Effectiveness against Deer Ticks: 7 hours

5. EcoSmart: geraniol, rosemary, cinnamon, lemongrass

2.5% essential oil)
Effectiveness against mosquitoes: ½ hour

Effectiveness against Deer Ticks: 1.5 hour

The 40-drop/4oz DIY preparation is much weaker than the effective commercial essential oil products, and resemble Ecosmart the most. This means they might will probably only last against mosquitoes around ½ hour, and against ticks – only about 1 ½ hours. So, we need something stronger.

USE IN CHILDREN:

This requires an entirely separate blogpost. Much is written on essential oil use at various ages. But a strong caveat is to avoid Eucalyptus and Rosemary in children under age 10.
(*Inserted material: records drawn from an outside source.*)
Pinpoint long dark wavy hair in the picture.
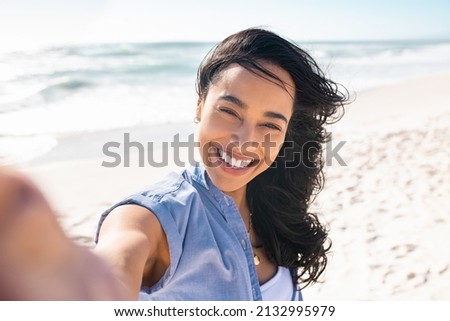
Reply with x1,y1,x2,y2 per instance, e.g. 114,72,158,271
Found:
196,28,348,287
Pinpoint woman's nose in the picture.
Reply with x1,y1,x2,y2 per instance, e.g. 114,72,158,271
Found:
231,124,262,155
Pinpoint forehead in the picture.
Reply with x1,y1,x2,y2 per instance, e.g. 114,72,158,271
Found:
209,62,295,107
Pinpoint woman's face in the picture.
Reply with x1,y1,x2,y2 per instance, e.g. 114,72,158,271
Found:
197,63,295,194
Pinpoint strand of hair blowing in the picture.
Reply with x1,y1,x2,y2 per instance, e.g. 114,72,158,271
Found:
197,28,348,287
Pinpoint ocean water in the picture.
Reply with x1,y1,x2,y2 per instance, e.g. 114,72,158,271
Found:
0,41,450,164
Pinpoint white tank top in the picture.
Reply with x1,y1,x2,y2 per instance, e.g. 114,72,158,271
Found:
260,266,294,301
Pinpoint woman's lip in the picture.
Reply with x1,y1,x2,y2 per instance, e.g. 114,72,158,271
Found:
213,145,259,162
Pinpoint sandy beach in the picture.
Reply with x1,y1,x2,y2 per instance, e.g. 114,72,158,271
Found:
19,71,450,300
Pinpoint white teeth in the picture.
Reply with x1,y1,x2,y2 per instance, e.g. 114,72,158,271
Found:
219,149,252,168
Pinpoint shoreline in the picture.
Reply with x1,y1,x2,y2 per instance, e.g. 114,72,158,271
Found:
14,74,450,301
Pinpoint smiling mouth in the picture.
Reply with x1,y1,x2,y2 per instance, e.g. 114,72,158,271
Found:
216,147,259,169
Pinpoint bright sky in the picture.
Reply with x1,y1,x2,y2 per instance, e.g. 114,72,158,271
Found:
0,0,450,48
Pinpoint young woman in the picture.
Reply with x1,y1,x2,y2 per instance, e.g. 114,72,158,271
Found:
0,28,346,300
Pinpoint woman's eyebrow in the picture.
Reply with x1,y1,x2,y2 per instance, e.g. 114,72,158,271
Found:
219,95,288,124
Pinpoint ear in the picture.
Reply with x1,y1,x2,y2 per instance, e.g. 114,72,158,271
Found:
195,98,203,123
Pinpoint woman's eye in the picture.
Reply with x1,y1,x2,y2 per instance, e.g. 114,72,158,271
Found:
264,123,281,131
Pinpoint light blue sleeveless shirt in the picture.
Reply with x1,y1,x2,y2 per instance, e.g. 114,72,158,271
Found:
96,165,302,301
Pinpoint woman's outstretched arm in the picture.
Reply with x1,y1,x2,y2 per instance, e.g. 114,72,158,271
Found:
0,167,167,300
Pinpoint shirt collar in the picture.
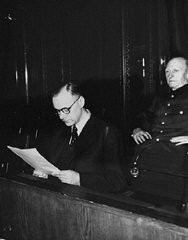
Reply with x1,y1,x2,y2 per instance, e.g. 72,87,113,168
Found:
76,109,91,136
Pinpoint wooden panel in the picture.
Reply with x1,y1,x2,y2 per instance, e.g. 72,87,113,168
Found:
0,174,188,240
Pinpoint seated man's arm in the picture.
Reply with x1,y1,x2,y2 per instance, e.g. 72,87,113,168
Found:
170,136,188,146
80,127,127,192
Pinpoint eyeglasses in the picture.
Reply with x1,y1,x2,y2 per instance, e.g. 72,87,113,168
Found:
55,97,80,115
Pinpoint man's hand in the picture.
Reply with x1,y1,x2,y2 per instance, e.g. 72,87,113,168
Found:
170,136,188,146
53,170,80,186
33,170,48,178
131,128,152,144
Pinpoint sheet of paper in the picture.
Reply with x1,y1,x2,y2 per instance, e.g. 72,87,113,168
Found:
7,146,60,175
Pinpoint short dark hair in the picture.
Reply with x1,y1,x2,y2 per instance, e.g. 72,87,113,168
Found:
51,82,83,97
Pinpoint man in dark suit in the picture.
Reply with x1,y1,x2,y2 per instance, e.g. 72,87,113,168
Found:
34,83,126,192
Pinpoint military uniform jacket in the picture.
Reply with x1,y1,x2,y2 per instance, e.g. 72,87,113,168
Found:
138,85,188,141
37,115,126,192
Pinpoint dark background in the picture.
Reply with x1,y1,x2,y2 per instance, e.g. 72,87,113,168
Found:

It is not advised to use essential oils on babies less than 3 months of age because their skin is not mature yet and therefore more permeable and sensitive to essential oils. Unlike adults, newborns are also not as capable of dealing with adverse reactions to essential oils.

For more details, on what to use with children, try reading Essential Oil Safety – By Robert Tisserand and Rodney Young.

Conclusion:

1. I can’t recommend the commonly used DIY recipes, when I see that the more effective commercial preparations are much stronger. If you buy a commercial brand, buy one that has a minimum of 3 hours of effectiveness and reapply every 2 hours. Repel lasts as long as the chemical DEET.

2. If you want to avoid DEET, and like the DIY model: Make a more concentrated mix than the more commonly recommended.

a. For a 7.5% solution: 180 drops/4oz.

b. For a 10% solution: 240 drops in a 4-oz. spray bottle. Dr. Mercola makes a spray from citronella, lemongrass, and peppermint, and he has chosen 10% essential oil.

I am not recommending the above brands over any others. These are the brands Consumer Reports studied, from which I could get useful human data. If you find brands with comparable strengths, their effectiveness is likely going to be comparable.

What did I do? I bought 6 bottles online, made up a concentrated bug-spray, and am giving bottles away as gifts! I keep a smaller spray bottle in my purse or backpack, and spray when I’m about to enter grassy areas.